Such conditional concordances could be extracted using regular
expressions but they are easier to retrieve by piping. Piping is done
using the %>%
function from the dplyr
package and the piping sequence can be translated as and then.
We can then filter those concordances that contain natural
using the filter
function from the dplyr
package. Note the the $
stands for the end of a string so
that natural$ means that natural is the last element
in the string that is preceding the keyword.
kwic_pipe <- kwic(x = text, pattern = "alice") %>%
dplyr::filter(stringr::str_detect(pre, "poor$|little$"))
docname | from | to | pre | keyword | post | pattern |
text1 | 1,556 | 1,556 | through , " thought poor | Alice | , " it would be | alice |
text1 | 1,739 | 1,739 | " but the wise little | Alice | was not going to do | alice |
text1 | 2,145 | 2,145 | but , alas for poor | Alice | ! when she got to | alice |
text1 | 2,347 | 2,347 | now , " thought poor | Alice | , " to pretend to | alice |
text1 | 3,625 | 3,625 | words , " said poor | Alice | , and her eyes filled | alice |
text1 | 6,927 | 6,927 | it ! " pleaded poor | Alice | . " But you're so | alice |
text1 | 7,341 | 7,341 | ! " And here poor | Alice | began to cry again , | alice |
text1 | 8,300 | 8,300 | home , " thought poor | Alice | , " when one wasn't | alice |
text1 | 11,911 | 11,911 | it ! " pleaded poor | Alice | in a piteous tone . | alice |
text1 | 19,288 | 19,288 | This answer so confused poor | Alice | , that she let the | alice |
Piping is a very useful helper function and it is very frequently used in R - not only in the context of text processing but in all data science related domains.
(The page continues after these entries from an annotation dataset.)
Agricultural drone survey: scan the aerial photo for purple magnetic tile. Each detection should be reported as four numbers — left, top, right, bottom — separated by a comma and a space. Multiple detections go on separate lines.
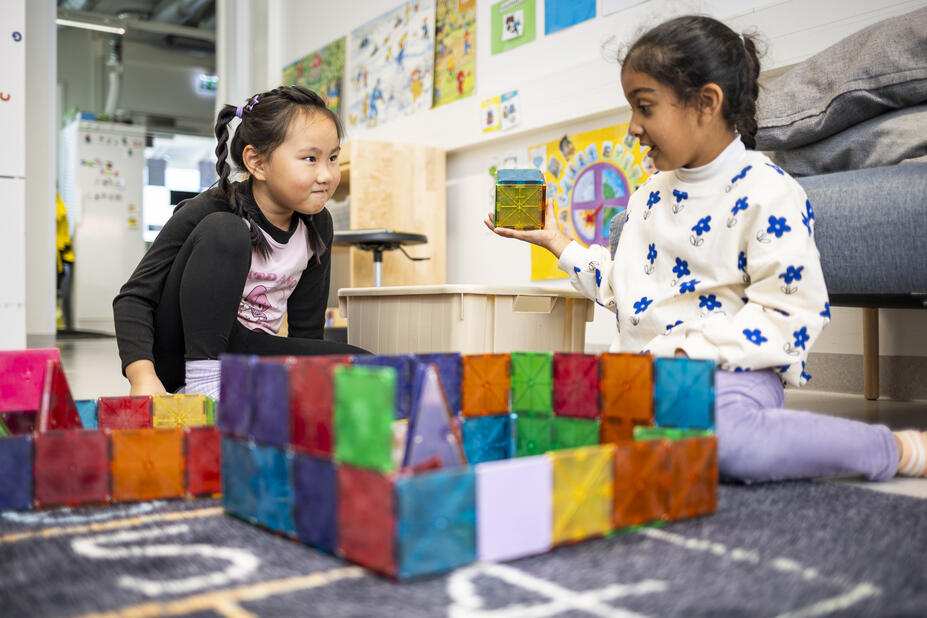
251, 360, 290, 447
415, 352, 463, 415
0, 435, 32, 511
216, 354, 257, 436
293, 454, 338, 553
476, 455, 554, 562
403, 363, 466, 468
When inspecting concordances, it is useful to re-order the
concordances so that they do not appear in the order that they appeared
in the text or texts but by the context. To reorder concordances, we can
use the arrange
function from the dplyr
package which takes the column according to which we want to re-arrange
the data as it main argument.
In the example below, we extract all instances of alice and
then arrange the instances according to the content of the
post
column in alphabetical.
kwic_ordered <- kwic(x = text, pattern = "alice") %>%
dplyr::arrange(post)
docname | from | to | pre | keyword | post | pattern |
text1 | 31,131 | 31,131 | voice , the name " | Alice | ! " CHAPTER XII . | alice |
text1 | 8,497 | 8,497 | " Oh , you foolish | Alice | ! " she answered herself | alice |
text1 | 7,808 | 7,808 | happen : " ' Miss | Alice | ! Come here directly , | alice |
text1 | 2,902 | 2,902 | the garden door . Poor | Alice | ! It was as much | alice |
text1 | 2,145 | 2,145 | but , alas for poor | Alice | ! when she got to | alice |
text1 | 73 | 73 | a book , " thought | Alice | " without pictures or conversations | alice |
text1 | 2,620 | 2,620 | and curiouser ! " cried | Alice | ( she was so much | alice |
text1 | 26,047 | 26,047 | I haven't , " said | Alice | ) - " and perhaps | alice |
text1 | 2,959 | 2,959 | of yourself , " said | Alice | , " a great girl | alice |
text1 | 2,424 | 2,424 | eat it , " said | Alice | , " and if it | alice |
Arranging concordances according to alphabetical properties may,
however, not be the most useful option. A more useful option may be to
arrange concordances according to the frequency of co-occurring terms or
collocates. In order to do this, we need to extract the co-occurring
words and calculate their frequency. We can do this by combining the
mutate
, group_by
, n()
functions
from the dplyr
package with the str_remove_all
function from the stringr
package. Then, we arrange the
concordances by the frequency of the collocates in descending order
(that is why we put a -
in the arrange function). In order
to do this, we need to
create a new variable or column which represents the word that
co-occurs with, or, as in the example below, immediately follows the
search term. In the example below, we use the mutate
function to create a new column called post_word
. We then
use the str_remove_all
function to remove everything except
for the word that immediately follows the search term (we simply remove
everything and including a white space).
group the data by the word that immediately follows the search term.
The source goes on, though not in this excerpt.